Parks (1912-2006), who worked for more than two decades as a photographer for Life Magazine, is known for capturing urban poverty, racism and social change through the lens of his camera. The subjects of his portraits as he chronicled the African-American experience, include cultural icons Malcolm X, Muhammad Ali and Langston Hughes. He also did fashion photography with work appearing in magazines such as Vogue.
Parks’ mother died when he was a teenager, pushing him at an early age into a life of poverty. Though he lacked professional training, he attributed his successes to setting his mind on goals.

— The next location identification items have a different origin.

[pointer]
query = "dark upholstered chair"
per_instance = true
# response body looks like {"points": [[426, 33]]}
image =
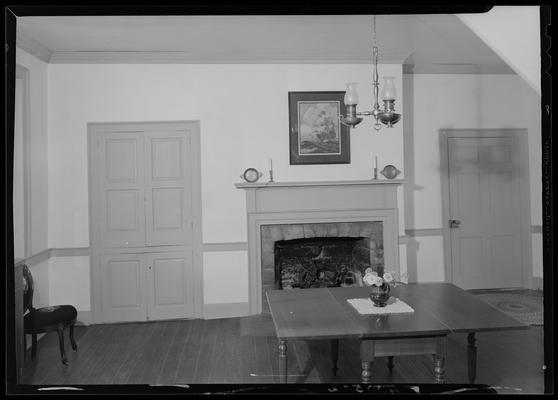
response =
{"points": [[46, 319]]}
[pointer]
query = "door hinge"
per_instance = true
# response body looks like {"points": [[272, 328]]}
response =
{"points": [[455, 223]]}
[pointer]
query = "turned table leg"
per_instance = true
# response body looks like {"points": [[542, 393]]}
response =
{"points": [[440, 359], [366, 371], [390, 364], [472, 357], [72, 340], [334, 354], [60, 330], [283, 360]]}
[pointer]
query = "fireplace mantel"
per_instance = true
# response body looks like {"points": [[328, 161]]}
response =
{"points": [[317, 202], [259, 185]]}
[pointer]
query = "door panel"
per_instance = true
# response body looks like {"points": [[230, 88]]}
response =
{"points": [[121, 190], [168, 200], [484, 197], [170, 285], [123, 288]]}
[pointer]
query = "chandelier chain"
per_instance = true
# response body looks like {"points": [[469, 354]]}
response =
{"points": [[374, 30]]}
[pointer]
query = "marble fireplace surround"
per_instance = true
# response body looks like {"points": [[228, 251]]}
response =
{"points": [[335, 203]]}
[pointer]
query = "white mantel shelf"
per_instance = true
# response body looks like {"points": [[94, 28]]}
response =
{"points": [[258, 185]]}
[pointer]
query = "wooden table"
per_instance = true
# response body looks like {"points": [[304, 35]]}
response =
{"points": [[440, 309]]}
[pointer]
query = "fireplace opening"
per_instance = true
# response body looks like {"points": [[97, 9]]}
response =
{"points": [[321, 262]]}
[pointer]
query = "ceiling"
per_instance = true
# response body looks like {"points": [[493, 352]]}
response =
{"points": [[429, 43]]}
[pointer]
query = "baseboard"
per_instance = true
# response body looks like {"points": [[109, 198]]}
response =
{"points": [[537, 283], [225, 310]]}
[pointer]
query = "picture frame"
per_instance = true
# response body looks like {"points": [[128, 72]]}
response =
{"points": [[316, 136]]}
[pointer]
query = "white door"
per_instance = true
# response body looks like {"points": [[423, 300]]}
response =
{"points": [[142, 195], [170, 285], [485, 212], [123, 287], [121, 189], [167, 185]]}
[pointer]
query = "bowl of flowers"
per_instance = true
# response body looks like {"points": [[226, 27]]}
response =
{"points": [[379, 286]]}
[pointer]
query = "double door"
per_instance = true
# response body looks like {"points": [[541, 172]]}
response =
{"points": [[485, 212], [142, 221]]}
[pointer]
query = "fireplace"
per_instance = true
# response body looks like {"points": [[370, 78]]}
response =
{"points": [[298, 256], [320, 262], [330, 219]]}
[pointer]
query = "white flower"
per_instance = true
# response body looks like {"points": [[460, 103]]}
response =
{"points": [[388, 277], [369, 279], [378, 281]]}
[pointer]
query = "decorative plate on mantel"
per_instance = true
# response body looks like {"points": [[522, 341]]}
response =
{"points": [[251, 175]]}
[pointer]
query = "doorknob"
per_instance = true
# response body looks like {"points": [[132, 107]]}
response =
{"points": [[455, 223]]}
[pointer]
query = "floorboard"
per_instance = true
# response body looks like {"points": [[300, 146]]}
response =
{"points": [[220, 351]]}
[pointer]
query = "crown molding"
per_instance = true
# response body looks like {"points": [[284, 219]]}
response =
{"points": [[155, 57], [32, 47], [456, 69]]}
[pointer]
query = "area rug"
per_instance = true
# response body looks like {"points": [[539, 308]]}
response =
{"points": [[526, 305]]}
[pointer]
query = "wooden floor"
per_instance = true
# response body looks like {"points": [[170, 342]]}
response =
{"points": [[215, 351]]}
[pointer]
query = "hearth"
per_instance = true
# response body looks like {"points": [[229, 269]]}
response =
{"points": [[299, 256], [282, 211]]}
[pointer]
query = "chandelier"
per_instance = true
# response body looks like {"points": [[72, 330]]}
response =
{"points": [[387, 115]]}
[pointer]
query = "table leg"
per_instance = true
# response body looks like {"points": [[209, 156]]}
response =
{"points": [[440, 359], [390, 364], [366, 371], [472, 357], [283, 360], [334, 354]]}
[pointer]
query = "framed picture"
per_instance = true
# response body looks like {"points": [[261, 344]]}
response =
{"points": [[316, 135]]}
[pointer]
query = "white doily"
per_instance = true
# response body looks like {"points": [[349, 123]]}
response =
{"points": [[393, 306]]}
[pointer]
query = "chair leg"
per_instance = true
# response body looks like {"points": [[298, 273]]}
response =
{"points": [[60, 330], [33, 345], [72, 340], [390, 364]]}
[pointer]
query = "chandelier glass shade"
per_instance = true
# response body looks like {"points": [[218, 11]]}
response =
{"points": [[386, 115]]}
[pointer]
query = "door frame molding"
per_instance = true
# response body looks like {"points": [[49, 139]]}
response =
{"points": [[524, 188], [24, 74], [193, 126]]}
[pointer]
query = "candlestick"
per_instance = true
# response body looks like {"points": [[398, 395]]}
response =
{"points": [[270, 170]]}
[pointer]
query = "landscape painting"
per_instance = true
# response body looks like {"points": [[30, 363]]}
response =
{"points": [[316, 135]]}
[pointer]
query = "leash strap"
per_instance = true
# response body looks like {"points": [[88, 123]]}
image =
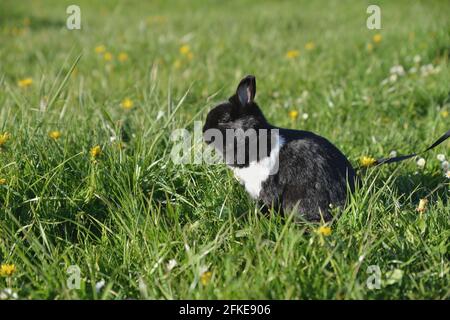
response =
{"points": [[381, 161]]}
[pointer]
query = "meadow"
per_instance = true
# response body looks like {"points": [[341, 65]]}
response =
{"points": [[87, 184]]}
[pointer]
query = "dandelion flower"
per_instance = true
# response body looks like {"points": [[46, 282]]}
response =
{"points": [[23, 83], [160, 115], [310, 46], [123, 56], [293, 114], [422, 205], [421, 162], [127, 104], [366, 161], [4, 137], [445, 165], [108, 56], [7, 270], [100, 49], [185, 49], [324, 230], [99, 285], [177, 64], [7, 293], [291, 54], [171, 264], [377, 38], [447, 174], [54, 134], [95, 151], [205, 277]]}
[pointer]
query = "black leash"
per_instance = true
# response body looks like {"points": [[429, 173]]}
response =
{"points": [[381, 161]]}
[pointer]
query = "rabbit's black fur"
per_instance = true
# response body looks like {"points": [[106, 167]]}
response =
{"points": [[312, 173]]}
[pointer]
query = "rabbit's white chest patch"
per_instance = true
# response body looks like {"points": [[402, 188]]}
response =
{"points": [[253, 176]]}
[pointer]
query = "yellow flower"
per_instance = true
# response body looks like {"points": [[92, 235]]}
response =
{"points": [[377, 38], [108, 56], [205, 277], [54, 135], [100, 49], [95, 151], [422, 205], [447, 174], [123, 56], [293, 114], [367, 161], [127, 104], [4, 137], [7, 270], [291, 54], [324, 230], [185, 49], [177, 64], [25, 82], [310, 46]]}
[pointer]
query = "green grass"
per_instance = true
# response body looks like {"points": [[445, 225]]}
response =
{"points": [[125, 216]]}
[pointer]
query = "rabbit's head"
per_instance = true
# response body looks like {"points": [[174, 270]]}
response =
{"points": [[241, 115]]}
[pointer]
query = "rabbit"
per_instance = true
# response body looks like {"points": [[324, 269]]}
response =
{"points": [[297, 170]]}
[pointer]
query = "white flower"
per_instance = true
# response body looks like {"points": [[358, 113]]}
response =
{"points": [[421, 162], [171, 264], [398, 70], [429, 69], [393, 77], [8, 294], [99, 285]]}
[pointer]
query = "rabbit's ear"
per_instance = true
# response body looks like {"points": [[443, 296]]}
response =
{"points": [[246, 90]]}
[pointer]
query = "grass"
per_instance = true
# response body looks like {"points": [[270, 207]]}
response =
{"points": [[124, 216]]}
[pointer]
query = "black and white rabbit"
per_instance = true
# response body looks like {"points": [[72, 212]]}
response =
{"points": [[298, 170]]}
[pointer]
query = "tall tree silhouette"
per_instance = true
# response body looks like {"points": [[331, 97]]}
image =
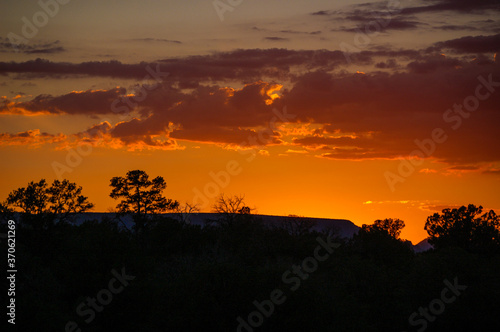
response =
{"points": [[465, 227], [140, 196]]}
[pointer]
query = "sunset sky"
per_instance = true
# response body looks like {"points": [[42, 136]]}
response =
{"points": [[341, 109]]}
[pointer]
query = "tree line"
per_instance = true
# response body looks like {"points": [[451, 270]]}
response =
{"points": [[202, 278]]}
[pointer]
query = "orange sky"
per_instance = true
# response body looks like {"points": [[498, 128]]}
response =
{"points": [[360, 112]]}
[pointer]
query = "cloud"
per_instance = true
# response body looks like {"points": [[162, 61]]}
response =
{"points": [[88, 102], [161, 40], [33, 48], [463, 6], [276, 39], [31, 138], [371, 24], [472, 44]]}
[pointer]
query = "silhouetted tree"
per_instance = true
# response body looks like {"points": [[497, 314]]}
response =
{"points": [[185, 211], [140, 196], [66, 197], [229, 207], [32, 200], [466, 228], [41, 205]]}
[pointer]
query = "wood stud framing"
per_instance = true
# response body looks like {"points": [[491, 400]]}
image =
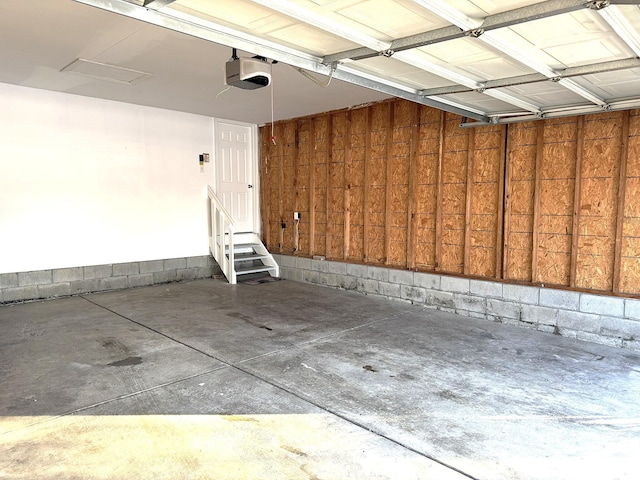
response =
{"points": [[624, 153], [575, 235], [362, 176]]}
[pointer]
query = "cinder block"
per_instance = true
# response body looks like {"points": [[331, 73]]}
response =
{"points": [[391, 290], [619, 328], [564, 299], [197, 262], [204, 272], [367, 285], [303, 263], [347, 282], [440, 300], [181, 274], [131, 268], [356, 270], [310, 276], [454, 284], [151, 266], [61, 275], [174, 263], [8, 280], [567, 332], [631, 344], [113, 283], [141, 279], [502, 309], [403, 277], [632, 308], [319, 265], [612, 306], [330, 280], [546, 328], [337, 267], [85, 286], [469, 303], [520, 293], [97, 271], [578, 321], [40, 277], [429, 281], [485, 289], [19, 294], [54, 290], [378, 273], [167, 276], [539, 315], [286, 261], [602, 340], [414, 294], [295, 274]]}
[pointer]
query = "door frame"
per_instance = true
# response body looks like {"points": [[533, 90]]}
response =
{"points": [[255, 176]]}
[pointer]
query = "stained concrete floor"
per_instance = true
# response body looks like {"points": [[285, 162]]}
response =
{"points": [[283, 380]]}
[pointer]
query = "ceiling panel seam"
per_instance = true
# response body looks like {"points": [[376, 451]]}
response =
{"points": [[223, 35], [296, 12]]}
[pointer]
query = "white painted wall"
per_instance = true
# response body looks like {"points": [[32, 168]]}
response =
{"points": [[86, 181]]}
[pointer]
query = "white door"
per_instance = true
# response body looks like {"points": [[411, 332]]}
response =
{"points": [[235, 156]]}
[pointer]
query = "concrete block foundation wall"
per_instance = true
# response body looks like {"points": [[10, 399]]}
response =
{"points": [[61, 282], [602, 319]]}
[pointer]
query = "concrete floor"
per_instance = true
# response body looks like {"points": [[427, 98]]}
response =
{"points": [[283, 380]]}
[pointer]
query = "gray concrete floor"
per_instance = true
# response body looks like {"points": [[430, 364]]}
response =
{"points": [[283, 380]]}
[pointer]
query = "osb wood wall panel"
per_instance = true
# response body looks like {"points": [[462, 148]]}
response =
{"points": [[599, 180], [400, 184], [519, 200], [629, 271], [554, 211]]}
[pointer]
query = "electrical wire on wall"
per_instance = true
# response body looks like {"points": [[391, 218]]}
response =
{"points": [[273, 136], [321, 84]]}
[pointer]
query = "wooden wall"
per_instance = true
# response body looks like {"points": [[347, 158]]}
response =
{"points": [[395, 183]]}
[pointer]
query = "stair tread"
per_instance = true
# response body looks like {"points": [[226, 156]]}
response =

His interest in photography began when he was a waiter aboard the Pullman trains. The photos in magazines riders left behind fascinated Parks. “I saw that the camera could be a weapon against poverty, against racism, against all sorts of social wrongs,” he wrote in his 1979 memoir "To Smile in Autumn."
Parks chose the pieces, those he considered his best, in the exhibit, before his death. Self-taught and multi-talented, Parks was also a writer, composer and filmmaker. He directed the films “The Learning Tree” in 1969 as well as “Shaft in 1971.